We sent a copy of GAHA: BABES OF THE ABYSS to our friend at Biblioklept, whose taste is singularly exquisite, and who peels the layers of great literature better than just about anyone else on the internet. Read all of those, and you won’t be sorry. But first read his initial thoughts on GAHA. From Biblioklept:
Jon Frankel’s Gaha: Babes of the Abyss is simultaneously familiar and estranging, a bizarre California crime-noir-dystopian shot through a druggy haze. It’s funny and weird, part caper, part adventure story, where everything’s just a little off (and more than a little sleazy). The easy comparison to Philip K. Dick is not unwarranted: Frankel’s satire is a dark mind-bender and a propulsive page-turner.
Check out the rest. I couldn’t be more pleased, given the company we keep over there.
And visit their website for more details about drug treatment.

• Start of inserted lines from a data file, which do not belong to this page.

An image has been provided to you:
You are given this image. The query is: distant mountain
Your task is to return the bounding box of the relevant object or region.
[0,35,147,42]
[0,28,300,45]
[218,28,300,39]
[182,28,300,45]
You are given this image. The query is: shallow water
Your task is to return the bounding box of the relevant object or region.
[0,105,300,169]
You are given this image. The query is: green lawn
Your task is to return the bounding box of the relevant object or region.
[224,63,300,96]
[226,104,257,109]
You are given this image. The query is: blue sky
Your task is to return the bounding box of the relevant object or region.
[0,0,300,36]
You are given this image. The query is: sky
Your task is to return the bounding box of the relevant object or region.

While Biblioklept’s Edwin Turner was looking at Jon Frankel’s book, I asked Jon Frankel to take a look at Whiskey Tit’s second book, a reprint of Jim Strahs’ QUEER AND ALONE. He’s the one guy I’ve trusted with it so far, and for good reason. Jon is also a brilliant critic, and I believe gets more out of Queer and Alone more than any other published review to-date. Here are his thoughts (and again, read everything I’ve linked. When you’re done):
It is part of the dark underpinnings of what is generally a very funny bit of oddball improvisation. Like all journeys this one needs no plot. It goes forth with the wind of psychosexual compulsion in its sails. Strah’s style and perspective remind me of Robert Walser. He intentionally uses the words Gay and Queer in their old accepted sense and does so with almost every other figure of speech, real and invented that peppers his text, caged by «double brackets». Innocent words and phrases become obscene through a process of inversion.

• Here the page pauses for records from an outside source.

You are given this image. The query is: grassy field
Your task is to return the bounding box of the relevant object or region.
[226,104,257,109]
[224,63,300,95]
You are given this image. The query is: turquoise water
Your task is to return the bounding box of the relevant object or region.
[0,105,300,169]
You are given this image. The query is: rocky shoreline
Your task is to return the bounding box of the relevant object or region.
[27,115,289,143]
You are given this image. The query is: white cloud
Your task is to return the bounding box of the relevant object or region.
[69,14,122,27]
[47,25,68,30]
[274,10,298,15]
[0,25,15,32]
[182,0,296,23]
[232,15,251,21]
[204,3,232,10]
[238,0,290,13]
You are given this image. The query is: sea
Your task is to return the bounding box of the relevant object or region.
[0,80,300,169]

If I were about half my age, my response to all this would be something akin to “I win at publishing.” Or some extemporaneous acronym too long by half and punctuated with steaming poo emoji. But, darling readers of the Internet, Whiskey Tit is far more sophisticated.
Queer and Alone will be published by Whiskey Tit in paperback and electronically next month.
Header image: close-up of Queer and Alone cover art by Ken Kobland.